PRESIDENT Emmerson Mnangagwa on Saturday extended the 21-day national lockdown to control COVID-19 spread by a further two weeks to May 3, but in his statement acknowledged that the fragile Zimbabwean economy had taken a hit – a big hit and recovery was going to be slow and painful.
Many countries across the globe introduced lockdowns to flatten the curve of COVID-19 pandemic infections. The pandemic to date has infected over 2,5 million people and caused nearly 180 000 deaths worldwide (mostly the poor working class and blacks disproportionately) as of yesterday afternoon.
Mnangagwa said: “Government is acutely aware of the need to keep the economy running, albe-it at subdued levels.
With this objective in mind, government has decided to allow the mining sector to resume or scale-up operations within the parameters set by the World Health Organisation … In respect to our manufacturing sector, I have further directed that limited operations resume in the national interest, but mindful of the public health safeguards.”
The pandemic, besides stretching health budgets and resources, has had a devastating effect on the world economy, particularly aviation, tourism, manufacturing and commodity markets.
The International Monetary Fund (IMF) in its latest report says the world economy may contract by as much as 5% and sub-Saharan Africa for the first time in two decades will record -1,6% economic growth.
Many governments across the globe have passed bailout budgets running into billions of dollars to cushion their industries and avoid massive job losses. The US administration has passed a US$2 trillion bailout package for its companies and vulnerable citizens, the European Central Bank has provided a ₧500-billion bailout for EU member States in addition to individual countries’ bailout packages. In Sadc, South Africa has provided a US$26,3 billion bailout to struggling companies.
In January, the European Intelligence Unit projected that Zimbabwe’s economy was to contract by a massive 12,5% in 2020 and this was before the COVID-19 pandemic. Conservative estimates after COVID-19 put Zimbabwe 2020 growth at between -20% and -25%. This is extremely bad for an economy that is 90% informal and has no access to funding from multilateral financial institutions such as IMF, World Bank and the African Development Bank because of the US economic sanctions.
Zimbabwe’s perilous state was further exposed in a leaked Reserve Bank of Zimbabwe paper on de-dollarisation.

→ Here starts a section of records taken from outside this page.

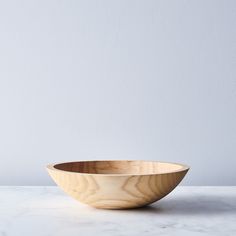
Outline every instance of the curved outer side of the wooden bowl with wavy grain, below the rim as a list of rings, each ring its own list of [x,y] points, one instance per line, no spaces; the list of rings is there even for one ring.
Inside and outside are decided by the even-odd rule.
[[[152,175],[94,175],[48,168],[67,194],[96,208],[127,209],[151,204],[170,193],[188,169]]]

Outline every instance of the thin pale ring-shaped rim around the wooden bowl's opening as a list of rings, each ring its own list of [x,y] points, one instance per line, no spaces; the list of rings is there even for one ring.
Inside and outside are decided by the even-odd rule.
[[[180,169],[175,170],[175,171],[166,171],[162,173],[150,173],[150,174],[135,174],[135,173],[124,173],[124,174],[97,174],[97,173],[82,173],[82,172],[75,172],[75,171],[68,171],[68,170],[60,170],[55,168],[56,165],[59,164],[66,164],[66,163],[74,163],[74,162],[104,162],[104,161],[111,161],[111,162],[125,162],[125,161],[141,161],[141,162],[157,162],[157,163],[165,163],[165,164],[173,164],[173,165],[179,165]],[[190,169],[190,166],[182,163],[177,163],[177,162],[167,162],[167,161],[153,161],[153,160],[77,160],[77,161],[67,161],[67,162],[58,162],[58,163],[52,163],[48,164],[46,166],[47,170],[52,170],[52,171],[59,171],[59,172],[66,172],[70,174],[79,174],[79,175],[93,175],[93,176],[149,176],[149,175],[165,175],[165,174],[171,174],[171,173],[178,173],[178,172],[183,172],[183,171],[188,171]]]

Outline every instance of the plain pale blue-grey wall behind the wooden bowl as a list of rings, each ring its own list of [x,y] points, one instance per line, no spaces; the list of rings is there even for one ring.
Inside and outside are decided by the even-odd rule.
[[[236,1],[0,1],[0,184],[147,159],[236,184]]]

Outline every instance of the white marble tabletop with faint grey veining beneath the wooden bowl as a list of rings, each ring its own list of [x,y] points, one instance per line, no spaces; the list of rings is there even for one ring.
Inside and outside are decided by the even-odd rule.
[[[0,187],[0,236],[236,235],[236,187],[178,187],[136,210],[98,210],[57,187]]]

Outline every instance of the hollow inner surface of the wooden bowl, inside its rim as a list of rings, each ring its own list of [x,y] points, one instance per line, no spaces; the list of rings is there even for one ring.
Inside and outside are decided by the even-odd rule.
[[[53,168],[69,172],[87,174],[131,174],[149,175],[178,172],[188,169],[176,163],[157,161],[79,161],[53,165]]]

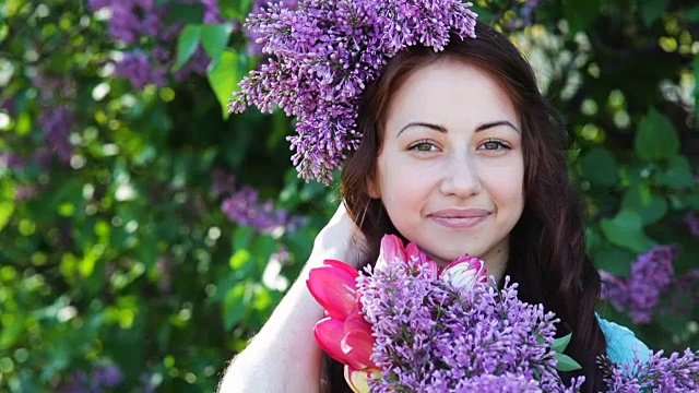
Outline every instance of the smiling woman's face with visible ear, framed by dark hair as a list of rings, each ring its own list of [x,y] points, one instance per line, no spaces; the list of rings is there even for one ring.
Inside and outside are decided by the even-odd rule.
[[[446,59],[416,70],[386,115],[370,196],[436,261],[469,253],[500,276],[524,207],[521,126],[507,93]]]

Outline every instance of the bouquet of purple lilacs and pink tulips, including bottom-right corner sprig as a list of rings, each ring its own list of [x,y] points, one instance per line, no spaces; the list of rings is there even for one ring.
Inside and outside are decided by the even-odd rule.
[[[308,287],[325,309],[315,329],[320,346],[345,366],[355,392],[578,392],[558,371],[580,366],[554,338],[558,319],[498,289],[483,261],[463,255],[439,271],[414,243],[384,236],[374,269],[325,261]],[[687,350],[631,366],[600,359],[609,392],[689,392],[699,354]]]

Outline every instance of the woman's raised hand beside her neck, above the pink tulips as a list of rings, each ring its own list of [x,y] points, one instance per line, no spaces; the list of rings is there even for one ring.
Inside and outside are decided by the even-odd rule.
[[[357,269],[366,260],[366,238],[343,202],[316,237],[309,263],[320,261],[322,264],[325,259],[336,259]]]

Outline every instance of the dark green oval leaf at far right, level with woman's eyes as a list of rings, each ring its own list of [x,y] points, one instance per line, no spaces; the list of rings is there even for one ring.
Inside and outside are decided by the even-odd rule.
[[[645,162],[673,157],[679,153],[677,130],[667,117],[651,108],[639,124],[633,148]]]

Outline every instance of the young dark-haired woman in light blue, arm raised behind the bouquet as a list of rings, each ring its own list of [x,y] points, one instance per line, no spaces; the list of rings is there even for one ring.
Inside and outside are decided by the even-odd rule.
[[[648,352],[595,314],[600,276],[567,179],[565,129],[507,37],[483,24],[476,36],[439,52],[399,52],[366,86],[362,142],[342,172],[346,212],[340,206],[320,233],[304,274],[221,391],[348,391],[335,361],[320,383],[312,327],[322,310],[305,281],[323,259],[372,263],[384,234],[416,242],[442,265],[470,253],[497,279],[512,277],[522,300],[560,318],[558,336],[572,332],[566,353],[582,370],[561,376],[584,374],[588,392],[605,390],[597,356],[627,362],[633,347]]]

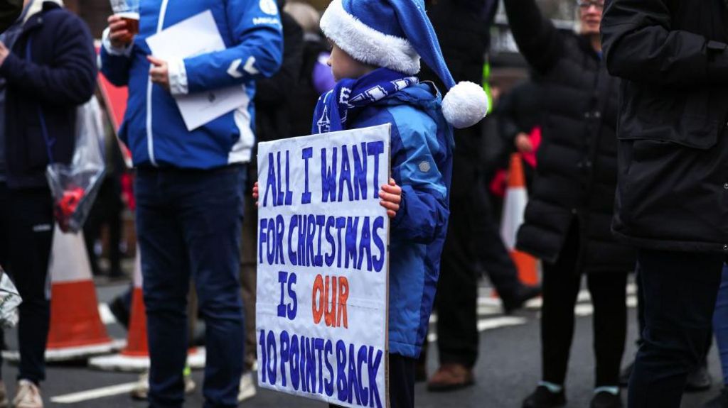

The paper’s data has not been disputed, except that the person who released the document was not authorised. The paper revealed that Zimbabwe’s public debt to GDP ratio was at a staggering 135%, twice more than the acceptable rate in Sadc.
Zimbabwe’s debt overhang and failure to have access to international financial institutions concessionary loans means the country has no fiscal space to bail out struggling companies that have been exacerbated by the COVID-19 lockdown. It is, therefore, a grim reality that ailing companies will go into administration or complete shutdown with thousands of workers retrenched.
The Confederation of Zimbabwe Industries in a position paper released last week said 80% of its members did not have the capacity to pay more than a month’s salary without doing any production. This means many companies will have to restructure their labour whenever the national lockdown is completely lifted.
Zimbabwe’s economic position is further made untenable by dwindling foreign currency inflows. The country’s foreign currency mainly comes from commodities (gold, chrome, platinum, diamonds and tobacco) and diaspora remittances.
However, these two main streams of forex have been hit hard by COVID-19 as commodity prices have tumbled on the international markets and remittances waned as those who used to send on average US$1,7 billion are also feeling the pandemic’s effects in their foreign bases.
If Zimbabwe has to avert falling into the abyss then it has to start looking at internal models of raising revenues. These include a massive drive at tax compliance by registered companies, improving the public procurement process, aggressive combating of corruption and reviewing the tax regime to make big companies carry a fair share of their tax burden that is currently disproportionately borne by individual taxpayers.
Mnangagwa, however, does not seem to have the political will to robustly fight corruption. His brinkmanship tactics soon after assuming power via a coup in November 2017 have been exposed. The President then promised to name and shame forex externalisers and to pursue properties and bank balances in offshore accounts. His administration has failed to live up to the image of transparency and accountable poster-boy he seeks, as it has concluded some murky procurement deals particularly in the disgraced command agriculture programme that was fronted by Kudakwashe Tagwirei’s Sakunda Holdings.
The regime can only find succour by reviewing the tax regime and have big companies paying a fair share of taxes instead of hiding behind tax deferments, tax holidays, tax avoidance or even outright tax evasion. The super wealthy and big companies have to come to the party and stop hiding behind community social responsibility programmes.
It is not far-fetched or prophecy to say the deteriorating economic conditions are a recipe for social disaster and political instability.
Mnangagwa, therefore, has to bite the bullet and act decisively on the economy and offer no excuses be they natural disasters or the late former President Robert Mugabe’s ruinous economic policies.
Paidamoyo Muzulu is a journalist and writes here in his personal capacity.